SPD-Kanzlerkandidat Olaf Scholz erhält für die Ankündigung, als Regierungschef sofort den gesetzlichen Mindestlohn drastisch anzuheben, Rückhalt von prominenter wissenschaftlicher Seite.

Politik: Matthias Schiermeyer (ms)

Stuttgart - SPD-Kanzlerkandidat Olaf Scholz bezeichnet es als „mein wichtigstes Gesetz“: die Anhebung der gesetzlichen Lohnuntergrenze von derzeit 9,60 auf zwölf Euro.

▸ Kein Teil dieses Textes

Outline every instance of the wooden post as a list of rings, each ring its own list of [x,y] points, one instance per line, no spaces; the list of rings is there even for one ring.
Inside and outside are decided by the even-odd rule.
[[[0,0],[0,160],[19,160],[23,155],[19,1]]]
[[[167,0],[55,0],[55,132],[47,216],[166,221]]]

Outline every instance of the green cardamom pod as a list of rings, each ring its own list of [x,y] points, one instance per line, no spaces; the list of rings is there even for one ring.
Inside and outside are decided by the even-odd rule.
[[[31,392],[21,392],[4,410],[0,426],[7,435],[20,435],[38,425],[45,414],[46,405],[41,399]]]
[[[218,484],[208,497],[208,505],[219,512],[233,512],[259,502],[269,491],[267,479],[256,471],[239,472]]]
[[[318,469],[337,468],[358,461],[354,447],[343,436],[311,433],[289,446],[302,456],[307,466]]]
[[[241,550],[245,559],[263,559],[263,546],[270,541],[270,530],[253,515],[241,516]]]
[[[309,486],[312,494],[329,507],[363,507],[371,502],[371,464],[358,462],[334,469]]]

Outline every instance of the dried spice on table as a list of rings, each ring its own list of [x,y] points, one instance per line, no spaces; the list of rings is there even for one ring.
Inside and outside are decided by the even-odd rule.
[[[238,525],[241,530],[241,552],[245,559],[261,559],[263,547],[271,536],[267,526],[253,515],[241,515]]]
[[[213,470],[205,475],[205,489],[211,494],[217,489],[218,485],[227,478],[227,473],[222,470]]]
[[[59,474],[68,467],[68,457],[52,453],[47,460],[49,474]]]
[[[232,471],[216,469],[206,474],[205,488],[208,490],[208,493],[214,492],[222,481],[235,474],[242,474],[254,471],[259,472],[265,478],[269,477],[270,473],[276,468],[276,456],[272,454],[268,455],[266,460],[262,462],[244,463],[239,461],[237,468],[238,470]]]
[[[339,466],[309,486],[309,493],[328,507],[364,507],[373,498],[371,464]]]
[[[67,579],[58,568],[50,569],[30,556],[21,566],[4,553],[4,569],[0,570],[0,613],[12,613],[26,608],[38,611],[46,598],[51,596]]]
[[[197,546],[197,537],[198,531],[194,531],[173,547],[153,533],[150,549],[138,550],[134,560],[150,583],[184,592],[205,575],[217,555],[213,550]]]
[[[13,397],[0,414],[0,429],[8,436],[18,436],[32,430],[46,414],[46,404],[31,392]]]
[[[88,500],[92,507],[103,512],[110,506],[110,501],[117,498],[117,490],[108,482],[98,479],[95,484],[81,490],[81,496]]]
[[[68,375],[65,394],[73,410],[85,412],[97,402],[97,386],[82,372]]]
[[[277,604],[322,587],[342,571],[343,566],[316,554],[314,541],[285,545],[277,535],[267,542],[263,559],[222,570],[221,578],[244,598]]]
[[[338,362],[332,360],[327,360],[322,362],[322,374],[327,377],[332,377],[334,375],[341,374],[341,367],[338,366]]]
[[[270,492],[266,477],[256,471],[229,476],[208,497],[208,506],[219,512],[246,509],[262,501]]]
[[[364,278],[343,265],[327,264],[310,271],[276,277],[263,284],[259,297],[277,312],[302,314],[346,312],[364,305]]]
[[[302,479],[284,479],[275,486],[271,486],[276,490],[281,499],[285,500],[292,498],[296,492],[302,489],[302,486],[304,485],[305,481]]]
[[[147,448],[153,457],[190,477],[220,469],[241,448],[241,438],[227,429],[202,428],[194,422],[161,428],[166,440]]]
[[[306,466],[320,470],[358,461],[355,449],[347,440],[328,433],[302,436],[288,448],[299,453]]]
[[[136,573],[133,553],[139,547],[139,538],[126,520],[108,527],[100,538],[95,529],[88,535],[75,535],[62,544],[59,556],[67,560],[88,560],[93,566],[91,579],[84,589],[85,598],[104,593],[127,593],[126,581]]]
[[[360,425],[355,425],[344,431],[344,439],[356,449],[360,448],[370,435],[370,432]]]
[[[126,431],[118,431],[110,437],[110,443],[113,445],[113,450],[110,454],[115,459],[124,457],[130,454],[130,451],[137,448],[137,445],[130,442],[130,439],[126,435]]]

Beim Gewerkschaftsbund in Stuttgart präzisierte er am Montag: „Ich setze mich dafür ein, dass nicht irgendwann, sondern im ersten Jahr der neuen Regierung beschlossen wird: Wir wollen den Mindestlohn anheben auf zwölf Euro und von der Basis aus regelmäßig im jetzigen Verfahren weiter anheben“, sagte er mit Blick auf die Mindestlohnkommission. „Einmal muss das sein als Erhöhung für zehn Millionen Arbeitnehmer.“ Ähnlich äußerte sich Scholz kurz darauf als Gast unserer Zeitung, wo er sich auch gegen regionale Differenzierungen aussprach.

 

Bis zu 20 Milliarden Euro an zusätzlichen Steuereinnahmen

Rückendeckung gab am Dienstag der Präsident des Deutschen Instituts für Wirtschaftsforschung (DIW), Marcel Fratzscher. „Für mehr als ein Fünftel aller Beschäftigten würde es zum Teil drastische Lohnerhöhungen bedeuten“, sagte er und hielt Kritikern wie CDU-Kanzlerkandidat Armin Laschet oder den Wirtschaftsverbänden entgegen: „Ein höherer Mindestlohn würde wahrscheinlich wenige Jobs kosten, das ist die Erfahrung der Einführung des Mindestlohns.“

Eine Untergrenze von zwölf Euro „wäre aus jeglicher Perspektive sinnvoll – abgesehen davon, dass es dem Staat auch eine Menge zusätzliche Steuereinnahmen bringt, umgerechnet 17 bis 20 Milliarden Euro durch weitere wirtschaftliche Aktivität, höhere Einkommen und damit höheren Konsum“, so der Ökonom. „Auch die Sozialausgaben für Aufstocker würden reduziert werden.“

Auch die Grünen fordern zwölf Euro – eine gezielt gewählte Untergrenze, weil sie fast genau 60 Prozent des deutschen Medianlohns – also der sogenannten Armutsgefährdungsschwelle – entspräche. Die Linke mahnt gar einen Schub auf 13 Euro an.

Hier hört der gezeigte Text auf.